As director of URDC, Dr. Petryshyn facilitated several community-development projects both in Canada and abroad. The collapse of the Soviet Union in 1991 presented new opportunities for collaboration with emerging Ukrainian universities and organizations, while the needs of the newly independent country also became evident. Dr. Petryshyn travelled to Ukraine regularly, both as the Soviet Union was opening up and after the declaration of Ukrainian independence, to build long-term relationships with his colleagues and determine how URDC could assist them to achieve their goals.
During this period, Dr. Petryshyn facilitated professional exchanges in areas even outside the specialization of MacEwan. For example, he organized an agricultural exchange program for farmers to learn how to integrate the trade under a capitalist economic system. He also organized or worked as an advisor for many projects such as a business exchange program, and a nursing program led by former Dean of Health and Community Studies, Dr. Geraldine Nakonechny, that included the translation of MacEwan’s nursing instruction materials into Ukrainian and faculty exchanges. In the 2000s, Dr. Petryshyn established the Alberta Ukraine Alliance for Deaf and Hard of Hearing Persons to advocate for the rights of the deaf in Ukraine and provide them with educational supports. During this time, Dr. Petryshyn also facilitated the launch of the challenging and successful Inclusive Education in Ukraine project. Learn more about Dr. Petryshyn’s work with the deaf community and inclusive education in the interview on the following page with Dr. Ihor Kobel, Chair of Services for Students with Disabilities, Associate Professor Department of Social Work, Ukrainian Catholic University, Lviv, Ukraine.

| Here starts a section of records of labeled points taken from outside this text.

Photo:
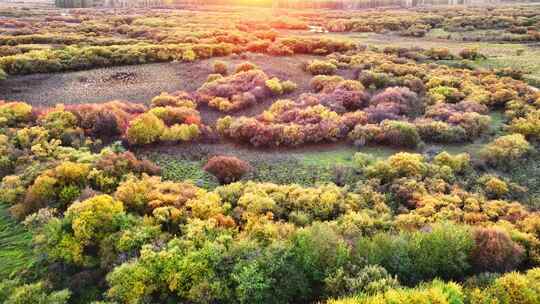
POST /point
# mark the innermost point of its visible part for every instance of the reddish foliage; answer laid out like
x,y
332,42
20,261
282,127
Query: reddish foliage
x,y
495,251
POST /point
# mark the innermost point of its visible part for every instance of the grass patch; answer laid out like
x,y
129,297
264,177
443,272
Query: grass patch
x,y
15,246
175,169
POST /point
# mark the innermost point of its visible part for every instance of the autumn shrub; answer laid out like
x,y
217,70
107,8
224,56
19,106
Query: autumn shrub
x,y
145,129
177,99
506,150
238,91
439,131
439,54
59,122
319,67
181,132
528,126
495,251
389,132
288,86
176,115
403,99
12,113
275,86
245,66
220,67
226,169
213,77
107,120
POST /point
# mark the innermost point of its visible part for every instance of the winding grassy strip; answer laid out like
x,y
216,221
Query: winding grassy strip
x,y
15,240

Dr. Petryshyn’s work has always responded to the ever-emerging needs of the Ukrainian community. This has become clearly evident as Ukraine has undergone significant political upheaval throughout the twenty first century including the Orange Revolution, which Dr. Petryshyn attended as an elections observer, and the Revolution of Dignity (or Euromaidan) which Dr. Petryshyn responded to with the creation of the Contemporary Ukraine Research Forum in collaboration with the University of Alberta and Concordia College. On the following page, you can hear an interview with Dr. Oleksandr Pankieiev about Dr. Petryshyn’s work following Euromaidan. Most recently, Dr. Petryshyn has been working with the Ukrainian Canadian Congress Alberta Provincial Council and the Canada Ukraine Foundation to organize coordinated support for Ukraine during the 2022 Russia-Ukraine war.